Segundo destacam os analistas, essa visão negativa está apoiada em 4 fatores:  1) aprofundamento da crise de crédito, crescimento do crédito nominal de 2% a 5%, sem nenhum sinal de uma reviravolta;  2) redução precoce das taxas de juros que poderia reduzir as margens, cortando o LPA (Lucro sobre Ação) de 2% até 11%;  3) possível eliminação do JCP (Juros sobre Capital Próprio), que reduziria o LPA em 2% a 20%;  4) a taxa de câmbio; o HSBC espera dólar a R$ 4,00 no final do ano, uma desvalorização de 10%. 

Para eles, os múltiplos das ações dos bancos (entre 5 vezes e 8 vezes) não estão altos, mas não correspondem a esse cenário de lucro deprimido. Os bancos brasileiros tiveram resultados recordes em 2015 e depois veio o rali de fevereiro a março que os levaram a figurar entre os melhores desempenhos do setor financeiro nos mercados emergentes, no acumulado do ano. No entanto, dados fundamentais tornaram-se pior nesse período e reiterar agora uma recomendação de compra não parece justificado, segundo os analistas.

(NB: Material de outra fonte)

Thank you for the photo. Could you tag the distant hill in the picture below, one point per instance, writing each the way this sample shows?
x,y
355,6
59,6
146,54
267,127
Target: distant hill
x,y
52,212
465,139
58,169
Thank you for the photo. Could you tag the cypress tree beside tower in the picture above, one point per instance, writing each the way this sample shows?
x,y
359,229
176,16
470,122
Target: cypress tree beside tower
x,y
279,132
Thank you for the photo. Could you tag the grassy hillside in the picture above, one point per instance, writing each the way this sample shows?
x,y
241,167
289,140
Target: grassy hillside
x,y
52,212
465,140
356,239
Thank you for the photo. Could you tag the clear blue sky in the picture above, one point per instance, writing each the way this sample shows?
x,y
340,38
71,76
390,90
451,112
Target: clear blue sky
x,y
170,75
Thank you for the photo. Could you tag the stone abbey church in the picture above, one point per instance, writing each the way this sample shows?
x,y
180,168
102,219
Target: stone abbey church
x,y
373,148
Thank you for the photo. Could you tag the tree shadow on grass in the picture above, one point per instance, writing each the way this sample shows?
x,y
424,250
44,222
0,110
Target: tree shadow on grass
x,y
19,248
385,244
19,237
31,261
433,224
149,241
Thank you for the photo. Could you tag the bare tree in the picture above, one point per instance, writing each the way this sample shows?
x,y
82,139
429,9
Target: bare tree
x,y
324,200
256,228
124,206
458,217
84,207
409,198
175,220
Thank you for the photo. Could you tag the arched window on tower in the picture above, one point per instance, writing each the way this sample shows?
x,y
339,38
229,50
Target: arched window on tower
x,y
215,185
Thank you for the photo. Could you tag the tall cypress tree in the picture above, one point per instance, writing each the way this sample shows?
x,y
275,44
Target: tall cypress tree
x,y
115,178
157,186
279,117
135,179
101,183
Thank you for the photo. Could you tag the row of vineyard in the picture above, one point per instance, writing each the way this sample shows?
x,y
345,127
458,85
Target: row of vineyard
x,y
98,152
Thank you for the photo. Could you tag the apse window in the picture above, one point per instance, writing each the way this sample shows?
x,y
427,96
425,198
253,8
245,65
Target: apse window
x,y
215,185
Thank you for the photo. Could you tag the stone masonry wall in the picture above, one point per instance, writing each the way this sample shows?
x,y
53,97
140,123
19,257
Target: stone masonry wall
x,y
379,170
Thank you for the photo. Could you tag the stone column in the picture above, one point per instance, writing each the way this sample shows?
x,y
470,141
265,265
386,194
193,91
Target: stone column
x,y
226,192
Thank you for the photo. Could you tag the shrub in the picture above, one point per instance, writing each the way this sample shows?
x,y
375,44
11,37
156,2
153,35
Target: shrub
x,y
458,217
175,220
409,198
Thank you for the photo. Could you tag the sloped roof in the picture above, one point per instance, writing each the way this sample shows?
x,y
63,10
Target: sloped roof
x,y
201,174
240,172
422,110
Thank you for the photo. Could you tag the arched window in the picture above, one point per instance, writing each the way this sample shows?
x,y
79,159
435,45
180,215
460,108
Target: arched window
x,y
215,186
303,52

Eles cortaram marginalmente as estimativas de todos os bancos, mas o mais importante, acreditam, são os riscos destacados acima, que têm alta probabilidade de se materializarem nos próximos meses. No universo de cobertura, eles destacaram que seguem com preferência para as ações do Itaú - dado que é o banco que mostra mais resiliência no lucro e parece ter menor sensibilidade aos fatores de risco -, mas, ainda assim, eles veem uma dificuldade de ganhos crescente do banco nos elevados níveis atuais e a desvantagem da desvalorização do real frente ao dólar. Sobre o BB, eles destacam: " parece barato em múltiplos, mas é mais exposto  à eliminação do JCP do que seus pares".

Além de cortar a recomendação dos bancos, o HSBC revisou para baixo o preço-alvo desses dois bancos: Itaú Unibanco passou de R$ 36,00 para R$ 34,00; e BB foi de R$ 27,00 para R$ 19,00. Já Banrisul, ABC Brasil e Santander Brasil tiveram seus preços-alvo mantidos em R$ 10,00, R$ 14,00 e R$ 13,00, respectivamente.